‘Who remembers proper binmen?’ The nostalgia memes that help explain Britain today

9 comments
  1. Me. I used to be one and some of those bins were fucking heavy especially in winter when they were full of ash. They got it easy these days just push a wheelie bin to the back of a dustcart and push a button

  2. I know it’s a “Long Read” but I didn’t realise that meant writing in circles, no editing, and repeating yourself. I haven’t sat down and read much from the Guardian in a few years, is this what it is like nowadays? Is this article particularly bad? Was it always like this and I didn’t notice?

  3. Can we be nostalgic about journalism? Imagine telling a journo in the 70s that kids these days will go to school for years to get a journalism degree only to use it to write alarmist articles about silly little images random old people post

  4. So what is a ‘proper’ binman supposed to be? I imagine the job is just as hard as it ever was, modern technology probably just means that you’re expected to collect more and are just as tired at the end of the day.
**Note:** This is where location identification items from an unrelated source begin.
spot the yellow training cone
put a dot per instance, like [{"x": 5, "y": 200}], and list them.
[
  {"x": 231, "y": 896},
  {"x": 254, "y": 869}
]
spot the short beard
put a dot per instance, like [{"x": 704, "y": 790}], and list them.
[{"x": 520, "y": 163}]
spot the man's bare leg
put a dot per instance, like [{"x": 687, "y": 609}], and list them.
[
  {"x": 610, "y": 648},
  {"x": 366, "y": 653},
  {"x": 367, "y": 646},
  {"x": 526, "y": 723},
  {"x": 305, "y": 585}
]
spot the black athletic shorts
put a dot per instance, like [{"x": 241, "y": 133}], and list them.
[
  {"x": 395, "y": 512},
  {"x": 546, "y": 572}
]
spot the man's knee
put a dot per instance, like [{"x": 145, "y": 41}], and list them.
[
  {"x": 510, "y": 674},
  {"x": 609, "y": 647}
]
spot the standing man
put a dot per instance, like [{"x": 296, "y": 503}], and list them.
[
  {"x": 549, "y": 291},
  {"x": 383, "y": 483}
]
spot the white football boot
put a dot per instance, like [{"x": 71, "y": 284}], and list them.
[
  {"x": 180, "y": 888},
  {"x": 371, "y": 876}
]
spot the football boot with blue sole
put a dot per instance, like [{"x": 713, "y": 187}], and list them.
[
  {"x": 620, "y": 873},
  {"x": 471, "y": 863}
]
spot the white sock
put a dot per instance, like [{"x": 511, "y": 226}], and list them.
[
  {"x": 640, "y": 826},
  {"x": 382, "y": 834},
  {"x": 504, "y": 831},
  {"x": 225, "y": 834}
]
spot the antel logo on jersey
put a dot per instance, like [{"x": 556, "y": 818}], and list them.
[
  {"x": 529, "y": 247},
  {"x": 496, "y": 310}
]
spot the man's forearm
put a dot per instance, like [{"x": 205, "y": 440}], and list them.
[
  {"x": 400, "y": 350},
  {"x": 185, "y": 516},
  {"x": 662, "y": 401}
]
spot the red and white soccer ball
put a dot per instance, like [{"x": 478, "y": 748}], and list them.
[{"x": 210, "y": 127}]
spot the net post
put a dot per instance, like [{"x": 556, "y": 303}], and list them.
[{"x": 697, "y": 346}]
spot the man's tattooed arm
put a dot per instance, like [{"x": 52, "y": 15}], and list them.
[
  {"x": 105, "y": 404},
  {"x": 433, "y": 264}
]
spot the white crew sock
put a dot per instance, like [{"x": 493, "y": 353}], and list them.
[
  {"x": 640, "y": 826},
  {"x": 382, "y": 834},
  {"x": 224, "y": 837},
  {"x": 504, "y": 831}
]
  5. Who remembers proper rain?? (but seriously watching the bins being collected was –and still is– the highlight of my week!)

  6. “Who remembers the Four Yorkshiremen sketch” for fucks sake even nostalgia isn’t what it was. Writer of the article needs to get out less and spend more time online if they think

    >a picture of three butter knives can attract 1,300 comments

    is in any way unusual or noteworthy. I pretty sure Ug the caveman thought it was going wrong with that new fangled fire, “back in my day……”
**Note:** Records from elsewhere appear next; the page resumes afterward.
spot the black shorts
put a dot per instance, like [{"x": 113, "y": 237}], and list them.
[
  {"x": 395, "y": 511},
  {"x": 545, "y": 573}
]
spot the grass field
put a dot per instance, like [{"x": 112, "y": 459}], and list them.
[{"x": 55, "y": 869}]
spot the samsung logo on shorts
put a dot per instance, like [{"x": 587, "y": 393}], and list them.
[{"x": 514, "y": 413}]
  7. An interesting enough article, although I moved on to skim reading by the last 1000 words.

    Glad to see the 4 Yorkshiremen brought up, perhaps Monty Python’s most eternal sketch.

    Was disappointed by the authors dismissiveness towards these two boomer concerns however

    >*The late Lord Stoddart was commended after his death as a “proper Labour man” by Peter Hitchens on account of being a miner’s son, getting into politics through “grammar school and hard work”*

    It would be very nice to have some actual working class politicians again, rather than the factory made, Oxbridge, PPE crowd of professional politicos we’ve had for the last 20-30 years. Pining for the days of MPs who took a more bootstrap pulling route to Westminster seems pretty legit to me.

    >*As the cost of living crisis hits, everyone is looking for ways to cut back, taking a Thermos of coffee to work, eating leftovers for lunch and sewing on lost buttons*

    No one should want anyone to suffer or live in a more uncomfortable fashion, but making coffee at home, eating leftovers and mending clothes are all great practices.

    Who wants more Starbucks choking the highstreet? Or more food waste? Or the unabated march of fast fashion?

    These ideas are helpful for the environment, stopping food waste and damning to the nasty consumerism which is damaging both society and the planet. Takeaway coffee is a pointless luxury, contributing to masses of plastic pollution. Eating leftovers is a necessity. One would hope that all clothes repairable within reason, should be fixed up.

    Shameful to see the Grauniad frame this as boomerism, or “binmenism”.

  8. TBF I’d rather people be nostalgic about some of the nails shit people did to make do and muddle through it, than how so many of my late-20s & early-30s have become nostalgic for pop punk and boy bands.